Laxmikant Shetgaonkar belongs to the young generation of film makers who are keeping the flag of Goan cinema flying high. After ‘Paltadcho Munis’ (Man Across the Bridge) which made waves at the Toronto film festival followed by ‘Baga Beach’ which won the National award for Best Konkani feature film, Shetgaonkar’s latest screenplay Bhavarth has been selected for the Film Bazaar at the on-going International Film Festival of India where he will be talking to prospective producers and financers.
Shetgaonkar is disappointed with the state government for not taking up the cause of promoting Konkani cinema. “Every other state has a film policy, be it Maharashtra, Kerala or Odisha, there has been a lot of talk about it in Goa but there is no action” he said on the side lines of the Film Bazaar.
He has a valid reason to be disappointed – It has been over three years since the state policy became defunct and the modified policy is a work-in-progress since then. Whether there is a lack of will or lack of ability to do, either way the local film makers are suffering the most.
Worse, this has come at a time when there are some young talented film makers looking for a break but that doesn’t seem to be coming, not from the government at least.
Interestingly, even when the film finance scheme of Goa government was active till 2012, the money disbursed through the scheme was in an arbitrary manner. Some films got as much as 25 lakhs while a similar film on the same scale got 15 lakhs.
From those numbers it is obvious that there isn’t a huge amount of money involved in financing films. If a budget of say `3 crores is kept every year to finance films, even at `40 lakhs (which is what the Government of Maharashtra gives for instance) you could get five films and at 10 lakhs which is a sizable amount for a short film, you could get at least ten quality short films.
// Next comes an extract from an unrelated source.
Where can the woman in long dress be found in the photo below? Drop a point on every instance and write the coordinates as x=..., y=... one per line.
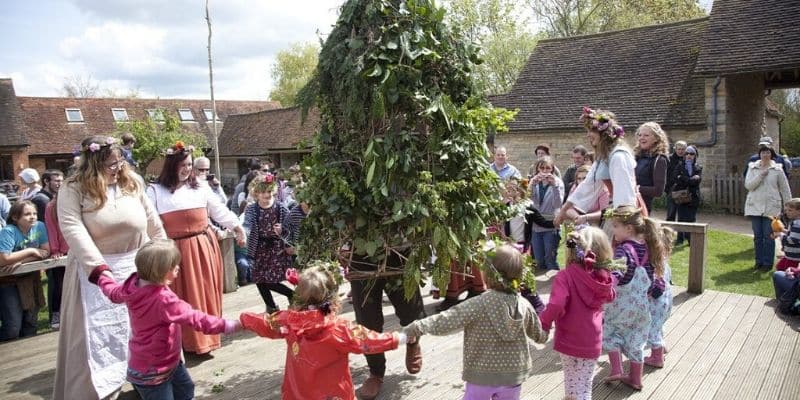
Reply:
x=185, y=207
x=614, y=168
x=105, y=217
“Films help us preserve our culture and heritage and they are a documentation of the same. We as film makers can contribute in keeping it alive by telling stories but regional films cannot progress without the support of the government” opines Shetgaonkar whose new film is a period film set in the 16th century in Goa, in a village which is going through a religious transformation.
“Given the population and the size of our state, it is impossible for private producers to fund a film, the only way cinema can survive in Goa is with the support of the government, I just hope they revive the film policy and bring it back on track otherwise what is the point of having IFFI in the state if the government just pays lip service to promote films? The role of art is being taken for granted by the authorities” he added.